Finesse: violinist Renaud Capuçon
You wish for a cadenza.
You wish for your tune to stand out, you wish to reach out to people, reach out to the collective -- the people.
Have you ever been to a rock concert and heard the guitarist or drummer do a solo? A cadenza is kind of like that, except it’s part of the classical-music tradition. Cadenzas are for virtuosos: extremely talented, expert players of their instruments. [source]You are a player, an instrumentalist -- and a champion at that. You want to tell people about the best of your self. That brilliant personal passage of your life, your talents or your story, that awesomeness is a cadenza.
It's the same in classical music. A brilliant musician - singer, pianist, flutist - plays or sings a passage, mostly alone, while the rest of the orchestra waits.
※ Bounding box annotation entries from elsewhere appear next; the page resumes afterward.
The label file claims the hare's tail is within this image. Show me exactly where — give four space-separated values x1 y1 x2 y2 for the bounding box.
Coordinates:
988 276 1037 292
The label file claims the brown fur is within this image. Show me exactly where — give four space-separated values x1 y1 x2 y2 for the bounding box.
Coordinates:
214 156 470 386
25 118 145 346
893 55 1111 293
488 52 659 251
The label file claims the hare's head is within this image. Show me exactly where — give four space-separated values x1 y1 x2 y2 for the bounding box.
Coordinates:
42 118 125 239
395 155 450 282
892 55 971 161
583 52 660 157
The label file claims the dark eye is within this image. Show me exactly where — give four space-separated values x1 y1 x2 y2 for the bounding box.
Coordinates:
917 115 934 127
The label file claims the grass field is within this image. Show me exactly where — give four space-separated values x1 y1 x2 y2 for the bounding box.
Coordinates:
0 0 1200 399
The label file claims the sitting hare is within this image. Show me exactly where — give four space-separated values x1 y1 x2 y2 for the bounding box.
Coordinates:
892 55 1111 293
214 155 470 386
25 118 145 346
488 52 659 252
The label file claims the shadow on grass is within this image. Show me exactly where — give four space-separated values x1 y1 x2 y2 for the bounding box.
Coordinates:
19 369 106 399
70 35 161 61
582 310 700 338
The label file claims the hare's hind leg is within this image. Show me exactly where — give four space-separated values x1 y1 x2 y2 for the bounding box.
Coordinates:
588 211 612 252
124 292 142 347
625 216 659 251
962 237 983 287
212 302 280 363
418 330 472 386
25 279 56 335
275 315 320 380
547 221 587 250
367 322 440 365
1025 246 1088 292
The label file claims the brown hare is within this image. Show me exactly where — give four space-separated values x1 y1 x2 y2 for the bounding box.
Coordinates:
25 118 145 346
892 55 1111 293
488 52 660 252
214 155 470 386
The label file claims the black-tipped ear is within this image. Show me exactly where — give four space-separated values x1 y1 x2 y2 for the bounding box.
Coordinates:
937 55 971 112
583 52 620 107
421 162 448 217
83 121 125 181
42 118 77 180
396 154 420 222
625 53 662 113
This passage is the cadenza.
Johann Georg Pisendel's delightful 'violin concerto in d major' has the cadenza (accompanied lightly by other instruments) at 0:35 mark till the 2:00 mark and then the orchestra joins in the festivities. And festive this music is. How I wish you and I could discuss over tea and evening bonfire, the marvellous counterpoint that defines this music. Another time, surely!
Despite having friends around, so much activity, you sometimes wish to shine alone, like that guitar solo in a rock concert. You wish for your life to be like a cadenza. I introduce the cadenza in simple words.